The command line window opens. - Enter aws configure.
- Enter the AWS Access Key as it appears in the credentials panel.
- Enter your AWS Secret Key as it appears in the credentials panel.
- Enter eu-west-1.
- Press Enter (None).
Use the CLI commands that follow as needed.
In the following commands, the value of {home-folder} can be found
To list folders in your bucket:
aws s3 ls s3://af-ext-reports/{home-folder}/data-locker-hourly/
Listing files and folders
There are three types of folders in your Data Locker bucket:
- Report Type
t=
- Date
dt=
- Hour
h=
To list all the reports of a specific report type:
aws s3 ls s3://af-ext-reports/{home-folder}/data-locker-hourly/t=installs/
To list all the reports of a specific report type for a specific day:
aws s3 ls s3://af-ext-reports/{home-folder}/data-locker-hourly/t=installs/dt=2019-01-17
To list all the reports of a specific report, in a specific hour of a specific day:
aws s3 ls s3://af-ext-reports/{home-folder}/data-locker-hourly/t=installs/dt=2019-01-17/h=23
To download files for a specific date:
aws s3 cp s3://af-ext-reports/<home-folder>/data-locker-hourly/t=installs/dt=2020-08-01/h=9/part-00000.gz ~/Downloads/
Cyberduck
Before you begin:
- Install the Cyberduck client.
- In AppsFlyer, go to Data Locker and retrieve the information contained in the credentials panel.
To configure Cyberduck:
- In Cyberduck, click Action.
- Select New Bookmark. The window opens.
- In the first field (marked [1] in the screenshot below) select Amazon S3.
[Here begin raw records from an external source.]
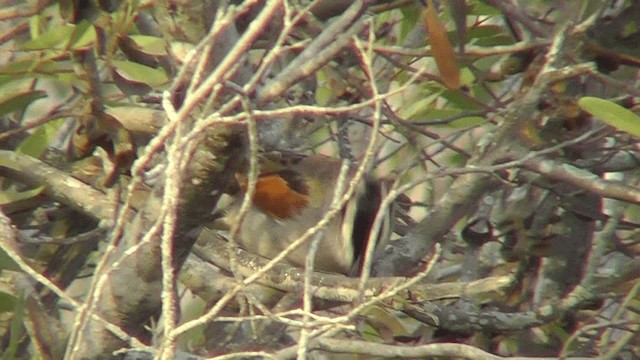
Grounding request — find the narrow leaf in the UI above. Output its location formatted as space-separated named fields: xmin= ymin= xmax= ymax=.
xmin=112 ymin=60 xmax=169 ymax=87
xmin=578 ymin=96 xmax=640 ymax=137
xmin=0 ymin=90 xmax=47 ymax=116
xmin=422 ymin=0 xmax=460 ymax=89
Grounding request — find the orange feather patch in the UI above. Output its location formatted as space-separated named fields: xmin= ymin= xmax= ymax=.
xmin=236 ymin=173 xmax=309 ymax=219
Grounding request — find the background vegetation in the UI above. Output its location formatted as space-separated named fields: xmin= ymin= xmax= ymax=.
xmin=0 ymin=0 xmax=640 ymax=359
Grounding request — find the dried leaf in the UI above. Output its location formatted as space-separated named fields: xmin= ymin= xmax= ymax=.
xmin=422 ymin=1 xmax=460 ymax=89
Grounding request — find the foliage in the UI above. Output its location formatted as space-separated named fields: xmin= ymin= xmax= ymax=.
xmin=0 ymin=0 xmax=640 ymax=359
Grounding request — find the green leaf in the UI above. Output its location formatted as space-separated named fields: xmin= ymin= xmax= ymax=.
xmin=578 ymin=96 xmax=640 ymax=137
xmin=447 ymin=116 xmax=487 ymax=129
xmin=67 ymin=20 xmax=97 ymax=49
xmin=0 ymin=248 xmax=22 ymax=271
xmin=21 ymin=25 xmax=75 ymax=50
xmin=111 ymin=60 xmax=169 ymax=87
xmin=0 ymin=291 xmax=18 ymax=313
xmin=129 ymin=35 xmax=167 ymax=56
xmin=0 ymin=90 xmax=47 ymax=116
xmin=16 ymin=119 xmax=64 ymax=158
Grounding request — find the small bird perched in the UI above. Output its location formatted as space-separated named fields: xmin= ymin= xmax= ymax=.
xmin=225 ymin=153 xmax=391 ymax=275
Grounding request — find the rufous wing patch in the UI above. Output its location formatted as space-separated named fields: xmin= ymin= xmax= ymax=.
xmin=236 ymin=170 xmax=309 ymax=219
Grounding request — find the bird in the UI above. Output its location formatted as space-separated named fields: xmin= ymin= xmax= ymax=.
xmin=224 ymin=152 xmax=392 ymax=276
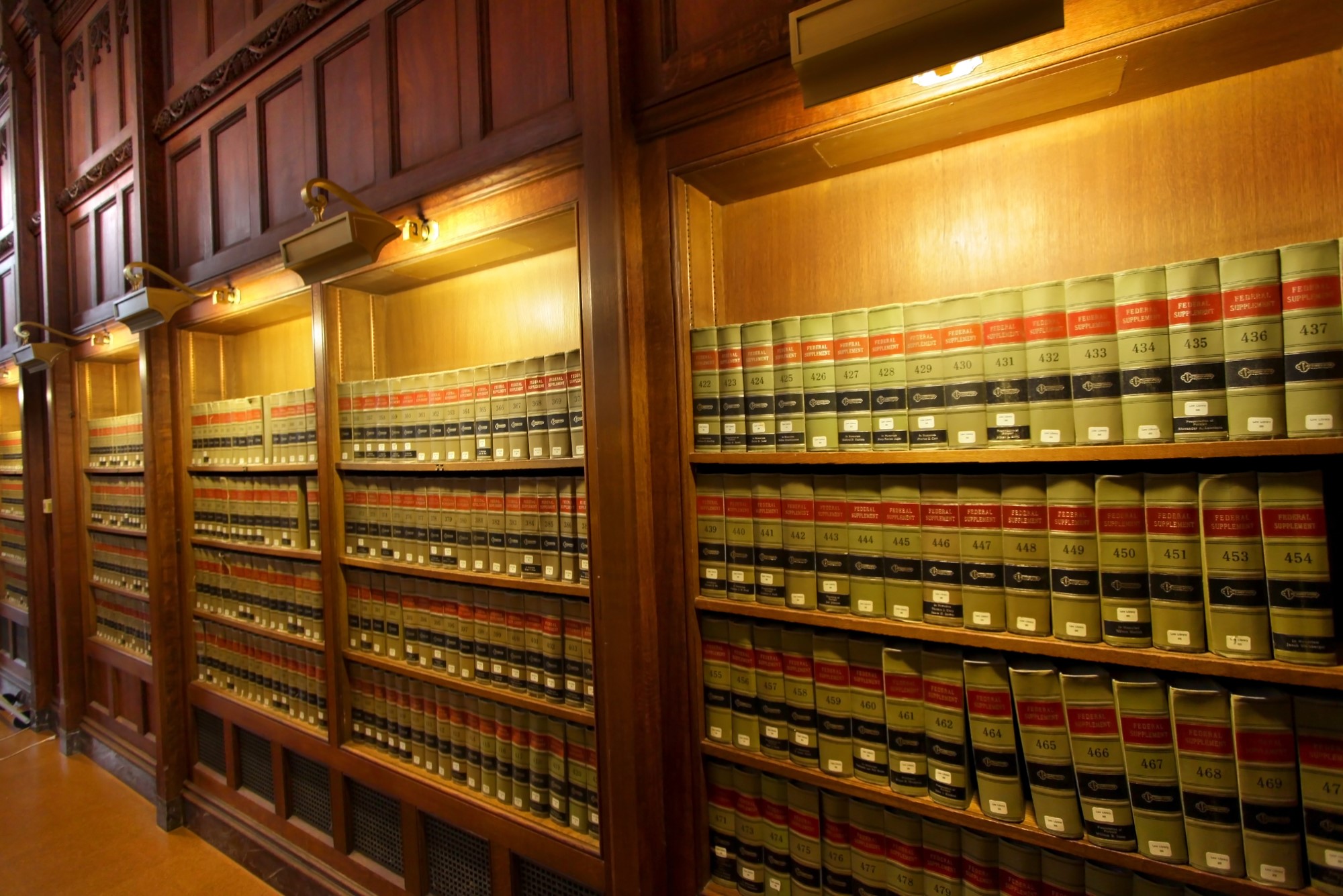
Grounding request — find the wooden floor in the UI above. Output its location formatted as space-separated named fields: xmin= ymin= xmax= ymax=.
xmin=0 ymin=716 xmax=275 ymax=896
- Complete the fields as follows:
- Nickname: Free text
- Server: s3.amazonaws.com
- Access Key ID: Copy the AWS Access Key as it appears in the credentials panel in AppsFlyer
- Secret Access Key: Copy the Bucket Secret key as it appears in the credentials panel in AppsFlyer.
- Path: {Bucket Name}/{Home Folder} For example: af-ext-reports/1234-abc-ffffffff
- Close the window. To do so, click the X in the upper-right corner of the window.
- Select the connection.
The data directories are displayed.
Amazon S3 browser
Before you begin:
- Install the Amazon S3 Browser.
- In AppsFlyer, go to Data Locker and retrieve the information contained in the credentials panel.
To configure the Amazon S3 Browser:
- In the S3 browser, Click Accounts > Add New Account.
The Add New Account window opens. - Complete the fields as follows:
- Account Name: free text.
- Access Key ID: copy the AWS Access Key as it appears in the credentials panel.
- Secret Access Key: copy the Bucket Secret key as it appears in the credentials panel.
- Select Encrypt Access Keys with a password and enter a password. Make a note of this password.
- Select Use secure transfer.
- Click Save changes.
- Click Buckets > Add External Bucket.
The Add External Bucket window opens. - Enter the Bucket name. The Bucket name has the following format: {Bucket Name}/{Home Folder}. The values needed for bucket name and home folder appear in the credentials window.
- Click Add External bucket.The bucket is created and displays in the left panel of the window.
You can now access the Data Locker files.